Fourth, every base station has a list of nearby towers and their signal strengths. A Stingray would send an empty list to phones connected to it so that the phone will maintain its connection to the Stingray. StingWatch thus looks for missing neighbouring cell lists as evidence of the presence of a Stingray.

Finally, Stingrays downgrade cell phones from 3G or 4G to a less secure 2G connection in order to listen to calls in real time. If a phone has never experienced such a downgrade before in a particular area, it may be evidence of a Stingray. StingWatch therefore looks for unexpected downgrades to 2G.
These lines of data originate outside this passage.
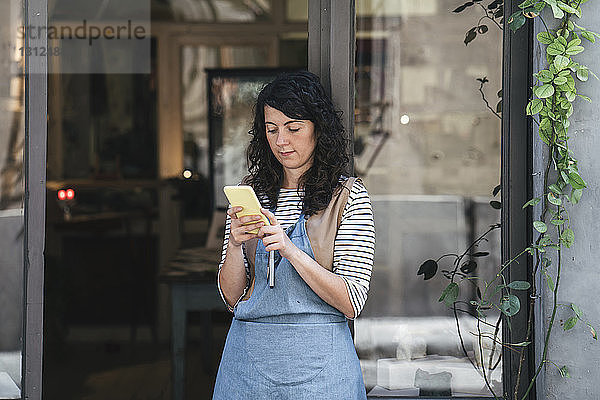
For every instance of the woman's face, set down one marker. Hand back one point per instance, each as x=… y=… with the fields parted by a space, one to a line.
x=292 y=141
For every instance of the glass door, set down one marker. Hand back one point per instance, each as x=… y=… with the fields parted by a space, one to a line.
x=12 y=137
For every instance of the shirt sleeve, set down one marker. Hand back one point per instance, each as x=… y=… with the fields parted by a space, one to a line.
x=223 y=253
x=354 y=247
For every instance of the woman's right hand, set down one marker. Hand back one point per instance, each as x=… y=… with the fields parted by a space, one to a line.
x=238 y=232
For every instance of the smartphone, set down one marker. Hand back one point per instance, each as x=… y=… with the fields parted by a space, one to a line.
x=244 y=196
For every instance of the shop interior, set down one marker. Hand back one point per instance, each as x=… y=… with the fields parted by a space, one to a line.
x=135 y=211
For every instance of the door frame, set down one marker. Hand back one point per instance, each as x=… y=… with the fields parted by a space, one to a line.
x=35 y=13
x=331 y=32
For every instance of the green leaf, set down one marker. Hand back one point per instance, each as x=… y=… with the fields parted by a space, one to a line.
x=545 y=76
x=545 y=38
x=574 y=50
x=576 y=181
x=558 y=13
x=567 y=237
x=570 y=323
x=554 y=188
x=568 y=8
x=564 y=372
x=593 y=331
x=560 y=80
x=520 y=344
x=535 y=106
x=587 y=35
x=532 y=202
x=540 y=226
x=519 y=285
x=561 y=62
x=555 y=48
x=450 y=294
x=543 y=91
x=582 y=74
x=516 y=20
x=554 y=200
x=576 y=195
x=527 y=3
x=510 y=305
x=550 y=282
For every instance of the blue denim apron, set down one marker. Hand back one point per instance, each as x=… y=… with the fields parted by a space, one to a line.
x=285 y=342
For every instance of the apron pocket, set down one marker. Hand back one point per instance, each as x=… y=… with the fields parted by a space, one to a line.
x=288 y=354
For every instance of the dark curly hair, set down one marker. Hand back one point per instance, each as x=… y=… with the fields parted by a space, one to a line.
x=299 y=95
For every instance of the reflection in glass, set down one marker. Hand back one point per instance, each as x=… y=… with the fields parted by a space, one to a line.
x=212 y=10
x=428 y=150
x=194 y=61
x=12 y=134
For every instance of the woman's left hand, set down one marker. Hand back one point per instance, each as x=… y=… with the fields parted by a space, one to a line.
x=274 y=237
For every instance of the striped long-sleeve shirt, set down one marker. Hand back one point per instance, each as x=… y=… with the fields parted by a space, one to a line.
x=354 y=246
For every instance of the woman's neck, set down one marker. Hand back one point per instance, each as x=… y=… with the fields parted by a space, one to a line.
x=291 y=179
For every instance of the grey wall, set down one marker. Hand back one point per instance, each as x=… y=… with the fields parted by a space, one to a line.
x=580 y=278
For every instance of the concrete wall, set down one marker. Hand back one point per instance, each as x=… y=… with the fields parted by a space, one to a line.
x=579 y=278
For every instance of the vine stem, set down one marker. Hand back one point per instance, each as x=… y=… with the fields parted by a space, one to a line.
x=534 y=272
x=550 y=324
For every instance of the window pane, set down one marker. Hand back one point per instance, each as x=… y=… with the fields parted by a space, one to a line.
x=428 y=150
x=212 y=10
x=12 y=133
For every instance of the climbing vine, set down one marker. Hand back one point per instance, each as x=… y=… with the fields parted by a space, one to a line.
x=551 y=105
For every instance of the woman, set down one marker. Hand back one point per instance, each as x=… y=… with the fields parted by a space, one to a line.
x=292 y=341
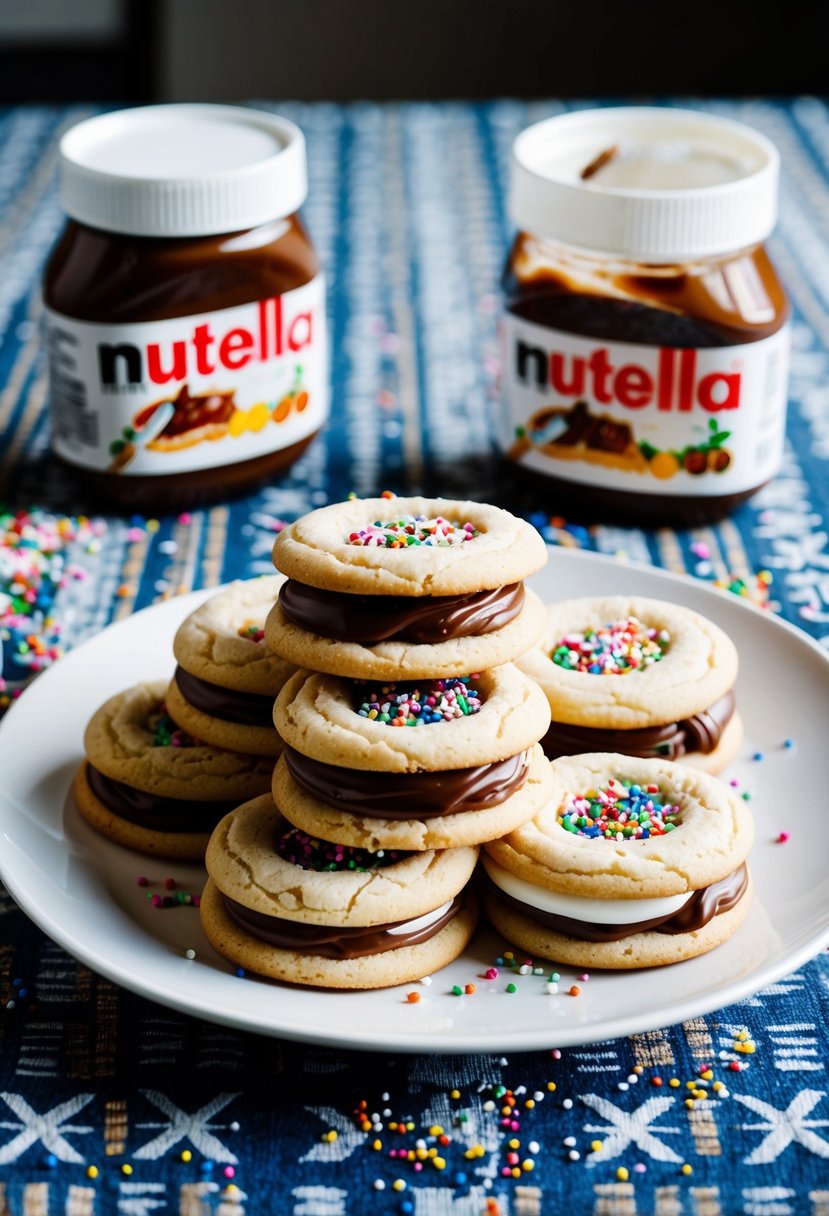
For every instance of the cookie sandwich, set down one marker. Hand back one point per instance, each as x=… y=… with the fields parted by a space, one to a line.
x=632 y=863
x=226 y=677
x=150 y=786
x=639 y=676
x=429 y=764
x=286 y=905
x=383 y=589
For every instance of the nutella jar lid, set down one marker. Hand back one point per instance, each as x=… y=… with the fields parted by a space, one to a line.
x=182 y=170
x=644 y=183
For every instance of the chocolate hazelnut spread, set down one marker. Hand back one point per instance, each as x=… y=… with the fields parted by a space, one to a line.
x=417 y=795
x=334 y=941
x=694 y=915
x=700 y=732
x=229 y=704
x=184 y=304
x=646 y=331
x=154 y=811
x=372 y=619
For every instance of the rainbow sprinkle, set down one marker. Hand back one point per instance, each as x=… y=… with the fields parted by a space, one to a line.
x=165 y=733
x=613 y=649
x=412 y=530
x=440 y=701
x=310 y=853
x=620 y=811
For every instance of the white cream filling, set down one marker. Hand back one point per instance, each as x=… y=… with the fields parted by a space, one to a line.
x=581 y=907
x=422 y=922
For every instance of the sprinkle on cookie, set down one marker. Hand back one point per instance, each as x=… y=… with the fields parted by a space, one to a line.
x=165 y=732
x=439 y=701
x=620 y=811
x=613 y=649
x=251 y=631
x=412 y=530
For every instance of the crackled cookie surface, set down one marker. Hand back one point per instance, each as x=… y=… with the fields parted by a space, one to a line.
x=479 y=719
x=382 y=587
x=226 y=676
x=426 y=764
x=303 y=910
x=409 y=547
x=151 y=786
x=641 y=676
x=632 y=863
x=221 y=641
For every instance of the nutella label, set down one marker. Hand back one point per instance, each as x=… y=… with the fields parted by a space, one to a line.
x=633 y=417
x=190 y=393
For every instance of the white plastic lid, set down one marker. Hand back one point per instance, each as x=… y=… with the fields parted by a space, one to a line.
x=666 y=185
x=182 y=170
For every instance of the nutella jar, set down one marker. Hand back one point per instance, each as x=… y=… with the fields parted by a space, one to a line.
x=185 y=308
x=646 y=338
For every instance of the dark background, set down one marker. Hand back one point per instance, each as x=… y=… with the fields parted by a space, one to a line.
x=233 y=50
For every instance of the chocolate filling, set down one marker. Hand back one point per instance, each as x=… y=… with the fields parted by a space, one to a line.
x=700 y=907
x=229 y=704
x=153 y=811
x=333 y=941
x=423 y=619
x=700 y=732
x=409 y=795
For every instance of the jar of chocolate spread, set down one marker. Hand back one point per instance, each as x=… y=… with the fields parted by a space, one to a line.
x=644 y=344
x=185 y=308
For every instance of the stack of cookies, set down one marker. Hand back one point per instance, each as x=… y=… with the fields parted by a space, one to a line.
x=150 y=786
x=632 y=863
x=638 y=676
x=410 y=739
x=167 y=760
x=226 y=677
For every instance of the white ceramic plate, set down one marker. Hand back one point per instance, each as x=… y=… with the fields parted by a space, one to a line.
x=82 y=890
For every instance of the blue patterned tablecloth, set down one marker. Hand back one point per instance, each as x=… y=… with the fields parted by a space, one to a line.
x=111 y=1104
We use the table below to determine the likelihood of an IMSI-catcher.

Detector Name Note Score
Changing LAC 1st time +25
2nd time +25
Signal Strength +20% +25
+40% +50
New CID unknown cell +50
Missing NCL empty list +50
Downgrade to 2G +25

Remember, that even as detection complexity is added to meteor-imsi-catcher, that not all clients will benefit from those advances. If the client is not capable of generating readings that new detections require, they cannot be used. This may often be the case, for example, as detections are created for rooted phones which are available from unrooted phones.

With an SDR, there are more detections possible in the future: it could check to see that all services are present (data connection, for example) and check for wrong neighbouring cell lists, sustained pagings, IMEI (International Mobile Station Equipment) queries, missing encryption, rejections by one base station, jammer detection, manipulated timer, and values such as cell reselection.

Detections

We are collecting data and placing it geographically. The more people are collecting data, the better detections will be. We then assign a score to the probability of a fake base station in the nearby area.